Compared to the last few tracks, ‘Happiness Loves Company’ feels weak. At 14 tracks long, the band could easily have cut this so-so song from the album. It feels like filler, and it breaks the momentum. ‘Even You, Brutus?’ signals the final stretch, opening with an eerie intro unlike anything the band have produced before. This is mostly thanks to Klinghoffer‘s taste in unusual guitar sounds and atmospherics. This leads to a raucous chorus, Anthony delivering an impassioned sermon, once again demonstrating his rambunctious attitude. ‘Meet Me At The Corner’ comes closest to the melancholy of the ‘Stadium Arcadium’ days. But, unlike their sound five years ago, there is most definitely a background haze of hope in the noise, an uplifting tone that isn’t so much played through the instruments but rather emanated from a band refreshed.

Like the closers to many RHCP albums before it, ‘Dance, Dance, Dance’ serves the purpose to wind the listener down. Mid-tempo and aurally inoffensive, it isn’t the most exciting sound on offer, but its funk-infused refrains and soothing choruses certainly help to round ‘I’m With You’ off on a peaceful high.
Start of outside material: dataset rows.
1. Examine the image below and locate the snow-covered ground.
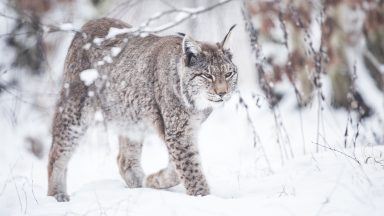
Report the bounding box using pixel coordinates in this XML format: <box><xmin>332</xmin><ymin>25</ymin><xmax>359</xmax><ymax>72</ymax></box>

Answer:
<box><xmin>0</xmin><ymin>0</ymin><xmax>384</xmax><ymax>216</ymax></box>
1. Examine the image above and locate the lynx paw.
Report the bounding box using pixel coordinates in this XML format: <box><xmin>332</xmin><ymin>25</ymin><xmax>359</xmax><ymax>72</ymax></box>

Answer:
<box><xmin>145</xmin><ymin>173</ymin><xmax>162</xmax><ymax>189</ymax></box>
<box><xmin>123</xmin><ymin>169</ymin><xmax>144</xmax><ymax>188</ymax></box>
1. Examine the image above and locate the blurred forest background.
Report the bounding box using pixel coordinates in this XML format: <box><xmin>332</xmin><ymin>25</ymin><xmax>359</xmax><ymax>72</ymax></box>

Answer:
<box><xmin>0</xmin><ymin>0</ymin><xmax>384</xmax><ymax>215</ymax></box>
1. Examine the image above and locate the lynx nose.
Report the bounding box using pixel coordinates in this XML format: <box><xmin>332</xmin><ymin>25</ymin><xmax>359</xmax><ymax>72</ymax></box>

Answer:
<box><xmin>215</xmin><ymin>82</ymin><xmax>228</xmax><ymax>97</ymax></box>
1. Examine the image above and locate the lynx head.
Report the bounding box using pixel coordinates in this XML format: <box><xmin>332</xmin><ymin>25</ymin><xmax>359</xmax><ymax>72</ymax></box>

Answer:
<box><xmin>179</xmin><ymin>26</ymin><xmax>237</xmax><ymax>110</ymax></box>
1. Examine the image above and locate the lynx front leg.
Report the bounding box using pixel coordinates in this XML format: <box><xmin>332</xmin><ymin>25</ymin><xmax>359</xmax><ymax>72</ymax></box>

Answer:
<box><xmin>165</xmin><ymin>115</ymin><xmax>209</xmax><ymax>196</ymax></box>
<box><xmin>117</xmin><ymin>136</ymin><xmax>144</xmax><ymax>188</ymax></box>
<box><xmin>145</xmin><ymin>160</ymin><xmax>180</xmax><ymax>189</ymax></box>
<box><xmin>48</xmin><ymin>103</ymin><xmax>86</xmax><ymax>202</ymax></box>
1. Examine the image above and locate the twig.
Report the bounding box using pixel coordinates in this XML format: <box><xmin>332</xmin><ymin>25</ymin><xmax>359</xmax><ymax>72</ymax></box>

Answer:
<box><xmin>313</xmin><ymin>142</ymin><xmax>361</xmax><ymax>165</ymax></box>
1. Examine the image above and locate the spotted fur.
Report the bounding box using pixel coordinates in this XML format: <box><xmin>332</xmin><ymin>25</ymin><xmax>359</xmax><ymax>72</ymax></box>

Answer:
<box><xmin>48</xmin><ymin>18</ymin><xmax>237</xmax><ymax>201</ymax></box>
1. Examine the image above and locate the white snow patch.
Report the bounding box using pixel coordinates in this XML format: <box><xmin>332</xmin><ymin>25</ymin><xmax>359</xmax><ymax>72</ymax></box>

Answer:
<box><xmin>80</xmin><ymin>69</ymin><xmax>99</xmax><ymax>86</ymax></box>
<box><xmin>88</xmin><ymin>91</ymin><xmax>95</xmax><ymax>97</ymax></box>
<box><xmin>93</xmin><ymin>37</ymin><xmax>104</xmax><ymax>46</ymax></box>
<box><xmin>103</xmin><ymin>55</ymin><xmax>113</xmax><ymax>64</ymax></box>
<box><xmin>111</xmin><ymin>47</ymin><xmax>121</xmax><ymax>57</ymax></box>
<box><xmin>95</xmin><ymin>110</ymin><xmax>104</xmax><ymax>122</ymax></box>
<box><xmin>59</xmin><ymin>23</ymin><xmax>76</xmax><ymax>31</ymax></box>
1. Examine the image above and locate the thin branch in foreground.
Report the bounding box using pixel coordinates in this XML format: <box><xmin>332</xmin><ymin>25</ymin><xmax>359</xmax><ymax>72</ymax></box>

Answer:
<box><xmin>313</xmin><ymin>142</ymin><xmax>361</xmax><ymax>166</ymax></box>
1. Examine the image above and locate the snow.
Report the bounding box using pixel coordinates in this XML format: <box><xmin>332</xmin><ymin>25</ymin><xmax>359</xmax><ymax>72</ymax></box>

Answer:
<box><xmin>0</xmin><ymin>97</ymin><xmax>384</xmax><ymax>216</ymax></box>
<box><xmin>103</xmin><ymin>55</ymin><xmax>113</xmax><ymax>64</ymax></box>
<box><xmin>83</xmin><ymin>43</ymin><xmax>91</xmax><ymax>50</ymax></box>
<box><xmin>93</xmin><ymin>37</ymin><xmax>104</xmax><ymax>46</ymax></box>
<box><xmin>80</xmin><ymin>69</ymin><xmax>99</xmax><ymax>86</ymax></box>
<box><xmin>95</xmin><ymin>110</ymin><xmax>104</xmax><ymax>122</ymax></box>
<box><xmin>59</xmin><ymin>23</ymin><xmax>76</xmax><ymax>31</ymax></box>
<box><xmin>0</xmin><ymin>2</ymin><xmax>384</xmax><ymax>216</ymax></box>
<box><xmin>111</xmin><ymin>47</ymin><xmax>121</xmax><ymax>57</ymax></box>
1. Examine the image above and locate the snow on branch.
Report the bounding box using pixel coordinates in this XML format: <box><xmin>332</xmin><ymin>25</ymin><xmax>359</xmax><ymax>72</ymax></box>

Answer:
<box><xmin>0</xmin><ymin>0</ymin><xmax>234</xmax><ymax>38</ymax></box>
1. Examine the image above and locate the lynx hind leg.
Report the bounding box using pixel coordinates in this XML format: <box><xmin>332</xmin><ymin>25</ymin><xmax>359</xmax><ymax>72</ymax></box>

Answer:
<box><xmin>117</xmin><ymin>136</ymin><xmax>144</xmax><ymax>188</ymax></box>
<box><xmin>48</xmin><ymin>102</ymin><xmax>86</xmax><ymax>202</ymax></box>
<box><xmin>145</xmin><ymin>161</ymin><xmax>180</xmax><ymax>189</ymax></box>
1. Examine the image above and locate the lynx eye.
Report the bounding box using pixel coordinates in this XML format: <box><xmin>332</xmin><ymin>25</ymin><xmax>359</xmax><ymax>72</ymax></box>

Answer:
<box><xmin>225</xmin><ymin>72</ymin><xmax>235</xmax><ymax>79</ymax></box>
<box><xmin>201</xmin><ymin>73</ymin><xmax>214</xmax><ymax>81</ymax></box>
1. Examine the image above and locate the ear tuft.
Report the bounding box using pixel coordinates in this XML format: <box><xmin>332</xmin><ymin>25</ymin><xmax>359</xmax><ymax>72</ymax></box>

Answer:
<box><xmin>182</xmin><ymin>35</ymin><xmax>201</xmax><ymax>65</ymax></box>
<box><xmin>221</xmin><ymin>24</ymin><xmax>236</xmax><ymax>49</ymax></box>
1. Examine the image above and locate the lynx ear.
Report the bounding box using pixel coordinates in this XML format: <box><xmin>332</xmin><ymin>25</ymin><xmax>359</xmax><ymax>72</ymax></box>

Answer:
<box><xmin>182</xmin><ymin>35</ymin><xmax>201</xmax><ymax>66</ymax></box>
<box><xmin>221</xmin><ymin>24</ymin><xmax>236</xmax><ymax>49</ymax></box>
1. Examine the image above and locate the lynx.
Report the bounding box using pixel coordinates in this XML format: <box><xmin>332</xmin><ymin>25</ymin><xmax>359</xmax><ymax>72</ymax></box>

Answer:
<box><xmin>48</xmin><ymin>18</ymin><xmax>238</xmax><ymax>202</ymax></box>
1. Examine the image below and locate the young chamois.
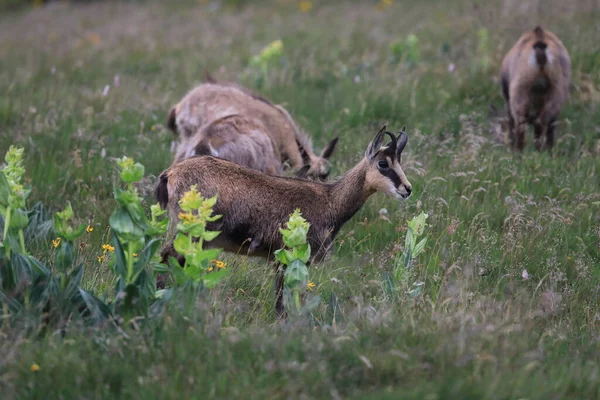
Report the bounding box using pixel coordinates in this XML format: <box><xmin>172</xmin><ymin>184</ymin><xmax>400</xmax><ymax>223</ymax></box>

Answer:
<box><xmin>500</xmin><ymin>26</ymin><xmax>571</xmax><ymax>151</ymax></box>
<box><xmin>156</xmin><ymin>126</ymin><xmax>412</xmax><ymax>313</ymax></box>
<box><xmin>167</xmin><ymin>77</ymin><xmax>337</xmax><ymax>180</ymax></box>
<box><xmin>173</xmin><ymin>114</ymin><xmax>283</xmax><ymax>175</ymax></box>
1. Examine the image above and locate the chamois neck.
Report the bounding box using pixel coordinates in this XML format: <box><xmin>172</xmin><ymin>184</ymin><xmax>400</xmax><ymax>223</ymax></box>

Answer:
<box><xmin>329</xmin><ymin>159</ymin><xmax>373</xmax><ymax>230</ymax></box>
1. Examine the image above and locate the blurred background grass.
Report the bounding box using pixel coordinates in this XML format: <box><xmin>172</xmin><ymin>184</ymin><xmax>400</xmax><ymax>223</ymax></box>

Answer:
<box><xmin>0</xmin><ymin>0</ymin><xmax>600</xmax><ymax>399</ymax></box>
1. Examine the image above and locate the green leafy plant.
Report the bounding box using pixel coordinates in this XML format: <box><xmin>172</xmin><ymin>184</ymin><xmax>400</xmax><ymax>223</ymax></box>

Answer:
<box><xmin>0</xmin><ymin>146</ymin><xmax>110</xmax><ymax>328</ymax></box>
<box><xmin>109</xmin><ymin>157</ymin><xmax>167</xmax><ymax>317</ymax></box>
<box><xmin>476</xmin><ymin>28</ymin><xmax>490</xmax><ymax>72</ymax></box>
<box><xmin>275</xmin><ymin>209</ymin><xmax>320</xmax><ymax>315</ymax></box>
<box><xmin>169</xmin><ymin>185</ymin><xmax>229</xmax><ymax>288</ymax></box>
<box><xmin>0</xmin><ymin>146</ymin><xmax>31</xmax><ymax>258</ymax></box>
<box><xmin>388</xmin><ymin>212</ymin><xmax>429</xmax><ymax>296</ymax></box>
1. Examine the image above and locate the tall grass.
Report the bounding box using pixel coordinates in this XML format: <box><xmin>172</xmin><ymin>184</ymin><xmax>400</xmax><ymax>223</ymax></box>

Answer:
<box><xmin>0</xmin><ymin>0</ymin><xmax>600</xmax><ymax>399</ymax></box>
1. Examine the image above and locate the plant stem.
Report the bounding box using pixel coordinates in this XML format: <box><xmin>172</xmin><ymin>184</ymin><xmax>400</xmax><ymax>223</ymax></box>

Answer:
<box><xmin>2</xmin><ymin>206</ymin><xmax>12</xmax><ymax>259</ymax></box>
<box><xmin>19</xmin><ymin>229</ymin><xmax>27</xmax><ymax>254</ymax></box>
<box><xmin>294</xmin><ymin>289</ymin><xmax>300</xmax><ymax>312</ymax></box>
<box><xmin>126</xmin><ymin>241</ymin><xmax>133</xmax><ymax>284</ymax></box>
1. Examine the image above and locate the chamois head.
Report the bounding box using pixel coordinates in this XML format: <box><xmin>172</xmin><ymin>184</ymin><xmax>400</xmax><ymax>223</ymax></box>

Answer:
<box><xmin>364</xmin><ymin>125</ymin><xmax>412</xmax><ymax>200</ymax></box>
<box><xmin>296</xmin><ymin>137</ymin><xmax>339</xmax><ymax>181</ymax></box>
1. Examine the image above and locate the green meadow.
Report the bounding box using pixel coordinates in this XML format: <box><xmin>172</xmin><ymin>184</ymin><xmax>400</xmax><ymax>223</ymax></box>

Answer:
<box><xmin>0</xmin><ymin>0</ymin><xmax>600</xmax><ymax>400</ymax></box>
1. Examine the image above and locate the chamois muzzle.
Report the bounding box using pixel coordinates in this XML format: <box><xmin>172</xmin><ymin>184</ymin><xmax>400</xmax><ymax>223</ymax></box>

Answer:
<box><xmin>396</xmin><ymin>126</ymin><xmax>408</xmax><ymax>156</ymax></box>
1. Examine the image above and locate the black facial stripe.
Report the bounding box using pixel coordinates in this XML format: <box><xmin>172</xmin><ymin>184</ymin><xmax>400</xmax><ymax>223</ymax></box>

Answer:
<box><xmin>379</xmin><ymin>168</ymin><xmax>402</xmax><ymax>188</ymax></box>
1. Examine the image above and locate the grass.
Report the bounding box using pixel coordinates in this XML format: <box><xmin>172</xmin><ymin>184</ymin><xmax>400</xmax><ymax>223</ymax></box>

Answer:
<box><xmin>0</xmin><ymin>0</ymin><xmax>600</xmax><ymax>399</ymax></box>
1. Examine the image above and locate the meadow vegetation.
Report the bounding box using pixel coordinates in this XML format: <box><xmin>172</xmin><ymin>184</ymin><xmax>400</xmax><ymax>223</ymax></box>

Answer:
<box><xmin>0</xmin><ymin>0</ymin><xmax>600</xmax><ymax>399</ymax></box>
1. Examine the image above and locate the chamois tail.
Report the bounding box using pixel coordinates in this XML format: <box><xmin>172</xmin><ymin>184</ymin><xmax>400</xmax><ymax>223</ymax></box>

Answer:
<box><xmin>533</xmin><ymin>26</ymin><xmax>548</xmax><ymax>67</ymax></box>
<box><xmin>204</xmin><ymin>69</ymin><xmax>218</xmax><ymax>83</ymax></box>
<box><xmin>155</xmin><ymin>172</ymin><xmax>169</xmax><ymax>210</ymax></box>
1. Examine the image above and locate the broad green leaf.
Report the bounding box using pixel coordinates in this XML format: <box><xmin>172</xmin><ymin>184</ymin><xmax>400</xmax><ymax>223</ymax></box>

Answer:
<box><xmin>54</xmin><ymin>240</ymin><xmax>75</xmax><ymax>273</ymax></box>
<box><xmin>202</xmin><ymin>231</ymin><xmax>221</xmax><ymax>242</ymax></box>
<box><xmin>404</xmin><ymin>228</ymin><xmax>415</xmax><ymax>251</ymax></box>
<box><xmin>294</xmin><ymin>243</ymin><xmax>310</xmax><ymax>264</ymax></box>
<box><xmin>0</xmin><ymin>171</ymin><xmax>11</xmax><ymax>207</ymax></box>
<box><xmin>413</xmin><ymin>237</ymin><xmax>427</xmax><ymax>257</ymax></box>
<box><xmin>112</xmin><ymin>231</ymin><xmax>127</xmax><ymax>279</ymax></box>
<box><xmin>173</xmin><ymin>232</ymin><xmax>192</xmax><ymax>254</ymax></box>
<box><xmin>284</xmin><ymin>260</ymin><xmax>308</xmax><ymax>289</ymax></box>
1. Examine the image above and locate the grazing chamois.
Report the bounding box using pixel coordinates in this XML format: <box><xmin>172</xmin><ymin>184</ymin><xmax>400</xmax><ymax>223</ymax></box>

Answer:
<box><xmin>500</xmin><ymin>26</ymin><xmax>571</xmax><ymax>151</ymax></box>
<box><xmin>156</xmin><ymin>126</ymin><xmax>412</xmax><ymax>313</ymax></box>
<box><xmin>167</xmin><ymin>78</ymin><xmax>338</xmax><ymax>180</ymax></box>
<box><xmin>173</xmin><ymin>114</ymin><xmax>283</xmax><ymax>175</ymax></box>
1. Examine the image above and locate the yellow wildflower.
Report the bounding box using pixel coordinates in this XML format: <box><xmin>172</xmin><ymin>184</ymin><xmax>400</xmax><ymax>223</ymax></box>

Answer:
<box><xmin>211</xmin><ymin>260</ymin><xmax>227</xmax><ymax>269</ymax></box>
<box><xmin>300</xmin><ymin>1</ymin><xmax>312</xmax><ymax>12</ymax></box>
<box><xmin>178</xmin><ymin>213</ymin><xmax>196</xmax><ymax>223</ymax></box>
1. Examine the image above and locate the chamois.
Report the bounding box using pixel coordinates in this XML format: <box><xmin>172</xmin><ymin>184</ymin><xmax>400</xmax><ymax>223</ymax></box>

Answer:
<box><xmin>173</xmin><ymin>114</ymin><xmax>283</xmax><ymax>175</ymax></box>
<box><xmin>167</xmin><ymin>78</ymin><xmax>338</xmax><ymax>180</ymax></box>
<box><xmin>156</xmin><ymin>126</ymin><xmax>412</xmax><ymax>313</ymax></box>
<box><xmin>500</xmin><ymin>26</ymin><xmax>571</xmax><ymax>151</ymax></box>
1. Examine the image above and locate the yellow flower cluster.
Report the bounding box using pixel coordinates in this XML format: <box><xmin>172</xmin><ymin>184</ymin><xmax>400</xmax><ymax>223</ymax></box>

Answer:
<box><xmin>98</xmin><ymin>244</ymin><xmax>115</xmax><ymax>262</ymax></box>
<box><xmin>300</xmin><ymin>0</ymin><xmax>312</xmax><ymax>12</ymax></box>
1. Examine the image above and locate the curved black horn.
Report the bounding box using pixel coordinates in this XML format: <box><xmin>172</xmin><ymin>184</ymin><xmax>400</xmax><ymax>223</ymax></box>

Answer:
<box><xmin>396</xmin><ymin>126</ymin><xmax>408</xmax><ymax>154</ymax></box>
<box><xmin>385</xmin><ymin>131</ymin><xmax>398</xmax><ymax>151</ymax></box>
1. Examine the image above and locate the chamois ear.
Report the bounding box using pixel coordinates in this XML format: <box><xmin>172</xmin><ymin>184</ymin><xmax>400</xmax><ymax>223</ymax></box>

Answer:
<box><xmin>296</xmin><ymin>140</ymin><xmax>310</xmax><ymax>164</ymax></box>
<box><xmin>167</xmin><ymin>107</ymin><xmax>177</xmax><ymax>134</ymax></box>
<box><xmin>296</xmin><ymin>165</ymin><xmax>310</xmax><ymax>179</ymax></box>
<box><xmin>365</xmin><ymin>125</ymin><xmax>387</xmax><ymax>159</ymax></box>
<box><xmin>396</xmin><ymin>126</ymin><xmax>408</xmax><ymax>157</ymax></box>
<box><xmin>321</xmin><ymin>137</ymin><xmax>339</xmax><ymax>160</ymax></box>
<box><xmin>533</xmin><ymin>25</ymin><xmax>544</xmax><ymax>42</ymax></box>
<box><xmin>204</xmin><ymin>69</ymin><xmax>217</xmax><ymax>83</ymax></box>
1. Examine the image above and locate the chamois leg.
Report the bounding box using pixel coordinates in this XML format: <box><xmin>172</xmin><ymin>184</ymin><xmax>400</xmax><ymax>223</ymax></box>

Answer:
<box><xmin>505</xmin><ymin>106</ymin><xmax>515</xmax><ymax>147</ymax></box>
<box><xmin>544</xmin><ymin>121</ymin><xmax>556</xmax><ymax>150</ymax></box>
<box><xmin>512</xmin><ymin>118</ymin><xmax>527</xmax><ymax>151</ymax></box>
<box><xmin>533</xmin><ymin>122</ymin><xmax>546</xmax><ymax>151</ymax></box>
<box><xmin>275</xmin><ymin>263</ymin><xmax>287</xmax><ymax>319</ymax></box>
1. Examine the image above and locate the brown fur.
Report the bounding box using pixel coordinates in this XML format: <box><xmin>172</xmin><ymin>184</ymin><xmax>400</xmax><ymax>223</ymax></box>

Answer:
<box><xmin>169</xmin><ymin>78</ymin><xmax>337</xmax><ymax>179</ymax></box>
<box><xmin>173</xmin><ymin>114</ymin><xmax>283</xmax><ymax>175</ymax></box>
<box><xmin>157</xmin><ymin>126</ymin><xmax>412</xmax><ymax>311</ymax></box>
<box><xmin>500</xmin><ymin>27</ymin><xmax>571</xmax><ymax>150</ymax></box>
‘I’m With You’ is a triumphant return to form for RHCP. With the struggles within the band and a disappointing double album behind them, they sound rejuvenated here. Their sound has returned to the colourful and distinctive noise found on ‘Californication’ and ‘By The Way’, but with an unmistakable air of maturity that serves to enhance this latest batch of songs.